Challenges Facing Ambient Computing
The potential of ambient computing is exciting and potentially life-changing for some, with many different benefits for users and society in general. However, there are six key challenges that must be addressed by the tech industry and beyond to make future ambient experiences a reality. These are:
Acceptance, availability, and affordability of new devices
Connectivity
Compatibility and interoperability
More compute and software capabilities in technology that is “built to last”
The increasing deployment of AI
Security and privacy
Some technologies that are needed for key ambient computing use cases are still not commonplace on the mass market or affordable for the general population, for example, devices like AR smartglasses or even hearables. Also, from previous experience, there is typically a prolonged period of cultural acceptance for these devices, as people get used to wearing and using them as part of their daily lives. This is supported by research showing that the perceived social stigma of using human hearing aids delays people using them for over ten years after their hearing deteriorates.
The wireless connectivity required to enable these complex future ambient experiences could be a challenge, with current connectivity still patchy among big crowds. The overarching challenge is the compatibility between the many different network providers and devices, which can slow down connectivity. To connect to different networks, devices have to go through different gateways and eventually the cloud for proper data exchange before going back to the device. This process must be improved to make ambient experiences quicker and more seamless.
Collaboration across devices from different vendors and operating systems is essential for ambient experiences, but far too complex today – even for relatively standard, straightforward devices that do not come from the same vendor. For devices to collaborate, they have to go to a cloud service that abstracts the local interoperability issues by centralizing signals. This slows down the overall experience and can also impact the safeguarding of security and privacy (more on that later).
One great technology example that captures this challenge is sensors. Sensors will undoubtedly be a big part of ambient computing in the future, providing the contextual awareness to gather information on the environments that people find themselves in, and then making these relevant at an individual level based on the person’s preferences. This requires greater compatibility between different sensors to ensure ambient experiences are ubiquitous, seamless, and relevant.
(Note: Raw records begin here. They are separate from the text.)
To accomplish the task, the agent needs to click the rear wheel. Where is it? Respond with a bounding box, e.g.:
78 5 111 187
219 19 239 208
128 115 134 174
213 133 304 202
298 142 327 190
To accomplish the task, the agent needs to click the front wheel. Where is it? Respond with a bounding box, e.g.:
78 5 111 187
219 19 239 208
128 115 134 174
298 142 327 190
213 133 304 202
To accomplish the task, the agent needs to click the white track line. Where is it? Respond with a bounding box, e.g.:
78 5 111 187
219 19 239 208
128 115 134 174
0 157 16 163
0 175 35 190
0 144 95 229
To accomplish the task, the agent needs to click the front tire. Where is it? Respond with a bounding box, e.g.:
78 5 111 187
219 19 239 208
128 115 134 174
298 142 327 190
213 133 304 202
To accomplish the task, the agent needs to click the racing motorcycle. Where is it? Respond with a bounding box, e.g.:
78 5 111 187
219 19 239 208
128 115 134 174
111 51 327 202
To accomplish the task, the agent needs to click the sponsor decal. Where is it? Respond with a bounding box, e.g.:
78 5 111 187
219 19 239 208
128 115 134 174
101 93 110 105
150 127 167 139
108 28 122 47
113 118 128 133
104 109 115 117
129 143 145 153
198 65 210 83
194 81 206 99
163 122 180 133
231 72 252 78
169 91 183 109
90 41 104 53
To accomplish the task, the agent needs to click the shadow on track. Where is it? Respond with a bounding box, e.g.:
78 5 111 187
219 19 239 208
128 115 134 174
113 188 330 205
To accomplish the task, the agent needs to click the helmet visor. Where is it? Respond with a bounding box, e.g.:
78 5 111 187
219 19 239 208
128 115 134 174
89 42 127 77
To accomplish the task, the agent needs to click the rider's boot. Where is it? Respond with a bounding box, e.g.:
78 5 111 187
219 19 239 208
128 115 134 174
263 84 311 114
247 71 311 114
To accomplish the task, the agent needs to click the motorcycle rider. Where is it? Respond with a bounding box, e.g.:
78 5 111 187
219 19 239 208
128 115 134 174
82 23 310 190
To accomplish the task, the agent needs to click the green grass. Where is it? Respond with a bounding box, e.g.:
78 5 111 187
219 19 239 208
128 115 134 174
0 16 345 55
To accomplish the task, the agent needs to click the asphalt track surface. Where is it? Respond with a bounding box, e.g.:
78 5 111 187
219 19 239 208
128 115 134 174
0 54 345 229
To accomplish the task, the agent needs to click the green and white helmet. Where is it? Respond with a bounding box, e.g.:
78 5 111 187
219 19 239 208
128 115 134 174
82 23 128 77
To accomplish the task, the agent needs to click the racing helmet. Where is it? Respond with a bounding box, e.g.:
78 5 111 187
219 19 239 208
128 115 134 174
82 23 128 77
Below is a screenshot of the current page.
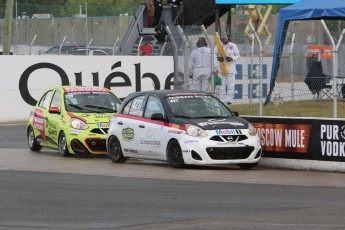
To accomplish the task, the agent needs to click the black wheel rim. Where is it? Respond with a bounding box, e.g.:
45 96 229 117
59 134 67 154
28 128 35 148
110 139 121 158
170 144 182 163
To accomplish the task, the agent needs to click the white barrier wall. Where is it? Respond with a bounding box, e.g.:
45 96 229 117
0 55 174 123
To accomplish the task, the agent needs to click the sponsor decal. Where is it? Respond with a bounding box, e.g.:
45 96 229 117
64 87 109 93
215 129 242 135
168 130 183 134
139 138 161 147
97 123 109 128
184 140 199 144
320 124 345 157
69 129 81 135
33 109 46 141
146 129 155 139
123 149 138 153
217 142 244 146
253 123 311 153
95 114 111 118
198 119 244 126
168 94 211 103
122 128 134 141
19 61 174 106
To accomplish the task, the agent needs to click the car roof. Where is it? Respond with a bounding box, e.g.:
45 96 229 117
128 89 210 97
45 85 111 92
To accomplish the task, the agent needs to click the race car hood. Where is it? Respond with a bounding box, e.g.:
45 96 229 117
179 117 249 130
68 113 114 124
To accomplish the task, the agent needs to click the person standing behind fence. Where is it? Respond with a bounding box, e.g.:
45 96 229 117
214 33 240 105
168 0 182 24
153 0 163 27
146 0 155 27
188 37 212 92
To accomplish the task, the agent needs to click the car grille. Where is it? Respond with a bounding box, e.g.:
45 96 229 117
85 138 107 152
206 146 254 160
210 135 248 142
90 128 109 134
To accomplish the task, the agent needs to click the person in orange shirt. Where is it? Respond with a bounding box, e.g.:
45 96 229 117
139 41 152 56
146 0 155 27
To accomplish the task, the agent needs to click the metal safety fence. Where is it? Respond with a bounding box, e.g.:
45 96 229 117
163 17 345 118
271 20 345 118
0 3 139 55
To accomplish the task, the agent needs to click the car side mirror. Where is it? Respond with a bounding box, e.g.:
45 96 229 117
151 113 164 121
49 106 60 113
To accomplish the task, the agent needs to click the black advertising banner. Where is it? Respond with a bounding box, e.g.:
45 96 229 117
244 117 345 162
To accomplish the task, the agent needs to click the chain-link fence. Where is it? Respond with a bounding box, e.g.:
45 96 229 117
271 20 345 117
167 21 273 115
163 16 345 118
0 4 345 118
0 3 138 55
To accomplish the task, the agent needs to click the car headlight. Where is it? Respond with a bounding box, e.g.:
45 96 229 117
71 118 89 129
248 123 256 136
185 124 207 137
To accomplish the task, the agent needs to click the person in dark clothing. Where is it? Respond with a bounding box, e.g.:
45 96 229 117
153 0 163 27
168 0 182 23
155 20 168 43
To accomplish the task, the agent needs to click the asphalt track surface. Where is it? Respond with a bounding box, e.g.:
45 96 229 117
0 125 345 230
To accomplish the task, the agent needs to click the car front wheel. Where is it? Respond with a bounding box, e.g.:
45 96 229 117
59 132 69 157
167 140 184 168
27 126 42 151
108 136 127 163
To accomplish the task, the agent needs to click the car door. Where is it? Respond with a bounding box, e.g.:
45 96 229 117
33 90 54 147
46 90 62 147
116 95 145 157
138 95 166 159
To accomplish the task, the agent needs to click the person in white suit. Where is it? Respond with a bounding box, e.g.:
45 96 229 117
214 33 240 105
188 37 212 92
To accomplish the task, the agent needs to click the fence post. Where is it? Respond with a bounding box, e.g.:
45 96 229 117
59 36 66 55
290 33 295 101
248 36 255 103
200 25 212 95
249 23 263 116
177 25 189 89
29 34 37 55
321 19 338 118
165 26 183 89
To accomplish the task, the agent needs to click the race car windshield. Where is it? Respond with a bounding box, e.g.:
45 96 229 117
65 91 121 113
165 95 233 118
Ambient experiences require more compute power to support increasingly complex workloads, such as advanced AI for data gathering and learning. However, this compute power must take place across small sensors and other supporting technologies where low power and area are high priorities. Therefore, there must be a strong focus on efficient computing to meet these demands.
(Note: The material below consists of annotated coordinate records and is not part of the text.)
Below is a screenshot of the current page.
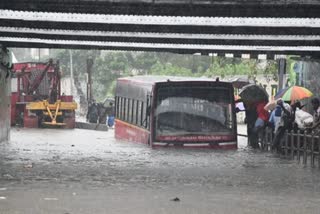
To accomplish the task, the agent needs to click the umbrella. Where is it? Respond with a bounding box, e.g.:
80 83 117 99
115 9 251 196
236 102 246 111
275 85 313 103
239 84 269 103
231 77 252 88
234 95 241 101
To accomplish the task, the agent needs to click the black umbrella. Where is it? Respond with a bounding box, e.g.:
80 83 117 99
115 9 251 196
239 84 269 103
231 77 253 88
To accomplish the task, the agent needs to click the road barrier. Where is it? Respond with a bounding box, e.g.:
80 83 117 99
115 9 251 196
260 128 320 169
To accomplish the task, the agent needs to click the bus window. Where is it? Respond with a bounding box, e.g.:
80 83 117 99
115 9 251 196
155 86 233 135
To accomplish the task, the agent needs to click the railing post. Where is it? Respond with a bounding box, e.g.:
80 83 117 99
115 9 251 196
284 131 291 158
297 130 302 163
303 132 307 164
317 135 320 169
291 131 297 160
311 134 314 167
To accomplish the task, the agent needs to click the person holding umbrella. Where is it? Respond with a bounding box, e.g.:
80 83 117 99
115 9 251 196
239 84 269 148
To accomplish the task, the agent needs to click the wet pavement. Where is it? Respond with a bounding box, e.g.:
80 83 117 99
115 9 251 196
0 126 320 214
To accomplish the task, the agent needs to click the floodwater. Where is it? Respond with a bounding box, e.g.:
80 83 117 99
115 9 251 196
0 126 320 214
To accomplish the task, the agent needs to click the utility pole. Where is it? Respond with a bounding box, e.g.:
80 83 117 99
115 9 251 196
69 50 73 95
87 58 93 101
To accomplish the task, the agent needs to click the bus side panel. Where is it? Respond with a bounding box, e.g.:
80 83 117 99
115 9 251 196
114 119 149 144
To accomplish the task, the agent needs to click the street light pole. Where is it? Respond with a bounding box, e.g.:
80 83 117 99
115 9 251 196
69 50 73 95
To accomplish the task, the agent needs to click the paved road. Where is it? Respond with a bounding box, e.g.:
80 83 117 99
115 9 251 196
0 127 320 214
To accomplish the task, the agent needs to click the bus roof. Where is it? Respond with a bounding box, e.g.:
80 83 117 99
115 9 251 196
116 75 233 100
118 75 220 85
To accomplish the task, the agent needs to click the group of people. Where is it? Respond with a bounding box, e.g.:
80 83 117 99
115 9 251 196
87 100 115 127
240 98 320 150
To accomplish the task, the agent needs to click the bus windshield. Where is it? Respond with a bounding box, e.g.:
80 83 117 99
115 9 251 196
155 86 234 137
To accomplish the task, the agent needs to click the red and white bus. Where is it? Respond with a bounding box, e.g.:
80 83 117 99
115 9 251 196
115 76 237 149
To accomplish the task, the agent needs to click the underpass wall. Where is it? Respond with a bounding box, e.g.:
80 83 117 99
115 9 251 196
0 49 11 142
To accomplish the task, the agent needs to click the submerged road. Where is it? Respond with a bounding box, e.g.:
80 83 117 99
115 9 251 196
0 128 320 214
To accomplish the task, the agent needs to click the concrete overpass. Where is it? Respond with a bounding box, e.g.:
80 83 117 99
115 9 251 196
0 0 320 140
0 0 320 57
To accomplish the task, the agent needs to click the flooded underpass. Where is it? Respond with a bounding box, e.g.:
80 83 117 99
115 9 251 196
0 124 320 214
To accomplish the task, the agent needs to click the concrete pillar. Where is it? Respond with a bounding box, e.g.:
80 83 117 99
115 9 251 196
0 45 11 142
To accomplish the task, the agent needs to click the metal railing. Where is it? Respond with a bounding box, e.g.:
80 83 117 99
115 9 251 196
259 128 320 169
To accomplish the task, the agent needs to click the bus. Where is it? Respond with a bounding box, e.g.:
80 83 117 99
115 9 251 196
115 75 237 149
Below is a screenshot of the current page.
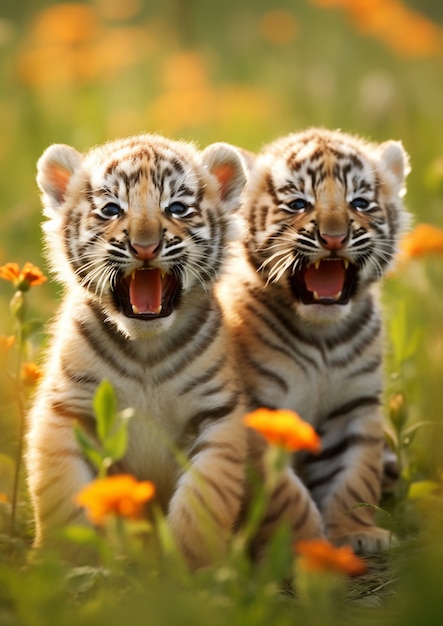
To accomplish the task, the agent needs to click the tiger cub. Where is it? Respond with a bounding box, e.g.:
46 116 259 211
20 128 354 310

Furthermore, ambient compute systems must be built on highly capable hardware platforms that are “built to last,” especially if they are installed in areas that make them hard to replace once deployed, like the fabric of buildings. These hardware platforms also must be “software-defined,” with the ability to continuously add new, more advanced features via over-the-air software updates. Ambient experiences not only need a reliable, secure hardware foundation capable of managing large amounts of data, but also fluid software deployment so developers can keep adding more features and innovations.
As the volume of data increases across ambient compute systems, important and relevant information must be separated out from the rest of the noise. This processing of important, relevant information has to be compatible with the privacy, bandwidth, and energy efficiency requirements of ambient compute systems. AI and ML capabilities must be placed increasingly closer to the data sources to achieve this. This means more AI and ML compute workloads happening at the edge – on the actual devices – for quicker, more secure ambient experiences. Again, efficient performance is an increasing priority in making this a reality.
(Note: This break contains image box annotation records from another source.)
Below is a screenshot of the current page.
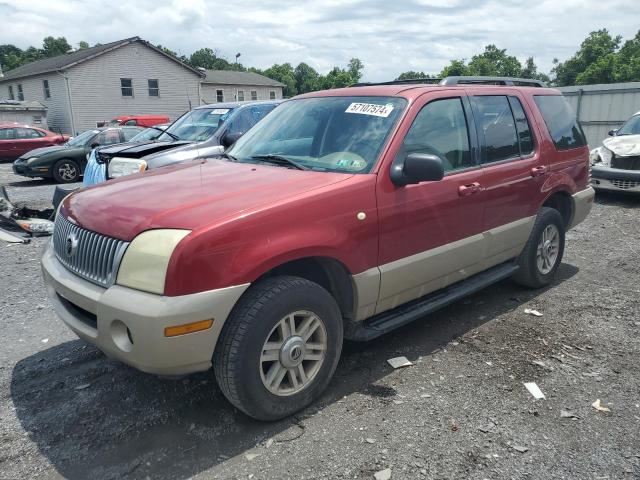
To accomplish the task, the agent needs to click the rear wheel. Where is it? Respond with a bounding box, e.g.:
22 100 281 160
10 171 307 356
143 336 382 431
513 207 565 288
53 158 80 183
213 276 343 420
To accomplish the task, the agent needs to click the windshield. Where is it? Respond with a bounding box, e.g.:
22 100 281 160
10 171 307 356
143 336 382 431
67 130 100 147
616 115 640 135
158 108 232 142
129 127 164 142
228 97 407 173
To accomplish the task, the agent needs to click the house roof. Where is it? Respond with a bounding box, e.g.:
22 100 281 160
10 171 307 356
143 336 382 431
0 37 203 83
202 70 284 87
0 100 47 112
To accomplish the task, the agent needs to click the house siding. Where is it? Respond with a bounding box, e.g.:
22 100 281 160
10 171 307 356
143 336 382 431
202 83 282 103
0 73 71 133
66 42 200 131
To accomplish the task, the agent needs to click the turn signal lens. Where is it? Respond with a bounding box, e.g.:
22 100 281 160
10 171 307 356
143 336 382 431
164 319 213 337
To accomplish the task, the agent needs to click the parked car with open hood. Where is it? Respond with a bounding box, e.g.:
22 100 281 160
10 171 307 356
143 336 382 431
590 112 640 193
0 123 69 162
89 100 280 183
13 127 144 183
42 78 594 420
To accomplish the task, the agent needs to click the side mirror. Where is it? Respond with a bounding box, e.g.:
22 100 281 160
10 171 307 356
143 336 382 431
391 153 444 187
220 132 242 148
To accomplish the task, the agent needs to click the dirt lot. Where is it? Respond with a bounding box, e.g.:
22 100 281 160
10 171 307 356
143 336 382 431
0 164 640 480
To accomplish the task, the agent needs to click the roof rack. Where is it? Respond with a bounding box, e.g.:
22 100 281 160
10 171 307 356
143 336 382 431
440 76 547 88
352 78 442 87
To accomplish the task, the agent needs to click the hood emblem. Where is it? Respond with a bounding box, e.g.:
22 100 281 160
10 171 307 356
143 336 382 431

The collection of valuable personal data to create these ambient experiences means advanced privacy and security features are needed across all technologies. Despite many security-based technologies being available today, there must be a more widespread adoption of these existing technologies alongside additional measures and protections to appropriately handle sensitive information. This requires “privacy-preserving compute” to ensure the avalanche of data is protected, with secure maintenance and updates to devices also essential. The additional layer to this security challenge is the likely deployment of different levels of privacy for different situations and environments in public spaces.